Bayram, sosyal medyanın olumsuz etkilerine işaret eden çok sayıda araştırmanın yapıldığını kaydederek, zaman-mekân kısıtlaması olmadan küresel boyutta bilgi ve belge paylaşımlarının yapılması, sanal kütüphane ve bilgi havuzu uygulamalarıyla binlerce materyale ulaşılabilmesinin önemine işaret etti.
- "Mümkün olduğunca gerçeğe yakın paylaşımlar yapılmalı"
Prof. Dr. Servet Bayram, sosyal medyayı reddetmek yerine onu doğru ve etkili bir şekilde kullanmak gerektiğini belirterek, şu önerilerde bulundu:
"Özel paylaşımlar yapılırken dikkatli olunmalı, mahremiyeti ortadan kaldıran paylaşımlar yapılmamalı. Çocuklarla ilgili paylaşımlar, çocuğun yaşamını deşifre ediyor, ayak izi bırakıyor. Bu ayak izi, gelecekte kötü niyetli insanlar tarafından kullanılabilir. Çocuklarla ilgili veriler paylaşılmamalı. Yaptığınız repost'lar bir suça dâhil olmanıza neden olabilir. Takip edilen kişilere ve yapılan repost'lara dikkat edilmeli. Sosyal medyada insanlar kendilerini olduklarından farklı gösteriyor, var olmayan bir hayat tablosu çiziyor. Mümkün olduğunca gerçeğe yakın paylaşımlar yapılmalı. Acele edilip beğeni ve paylaşım yapılmamalı, veri yanlış olabilir. Mümkün olduğunca fazla kanaldan bu veriler doğrulatılıp ondan sonra paylaşılmalı."

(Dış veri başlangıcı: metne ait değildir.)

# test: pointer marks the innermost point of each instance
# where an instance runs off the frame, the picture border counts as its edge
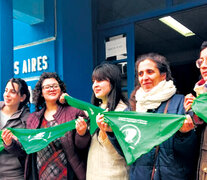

Bayram, Avrupa Parlamentosu'na 2010 yılında sunulan ve yüzlerce bilim insanının araştırmasını içeren rapora göre, sosyal medyada geçirilecek maksimum sürenin 6-12 yaş için ebeveyn kontrolünde günde yarım saat ve 12-18 yaş için ebeveyn bilgisi dâhilinde günde 1,5 saat olabileceğini aktararak, sosyal medyayı yetişkinlerin günde 2 saatten fazla ve 0-6 yaşın hiç kullanmaması gerektiğini vurguladı.
Bilgi teknolojileri ve sosyal medya eğitiminin rolünün çok önemli olduğuna dikkati çeken Bayram, "Bu kapsamda, alan eğitimlerini tamamlayan uzmanlara danışılmalı ve onlardan yardım alınmalı. Bu alandaki akademik eğitim, milli politika olarak yaygınlaştırılmalı. Milli Eğitim Bakanlığı müfredatına da bu konuda eğitimler konulmalı. İlk ve ortaöğretimdeki konu ile ilgili dersler, kısa süreli anlatımlarla geçiştirilmemeli. STEM, robotik ve kodlama dersleri gibi sosyal medya dersleri de programlarda yer almalıdır." ifadelerini kullandı.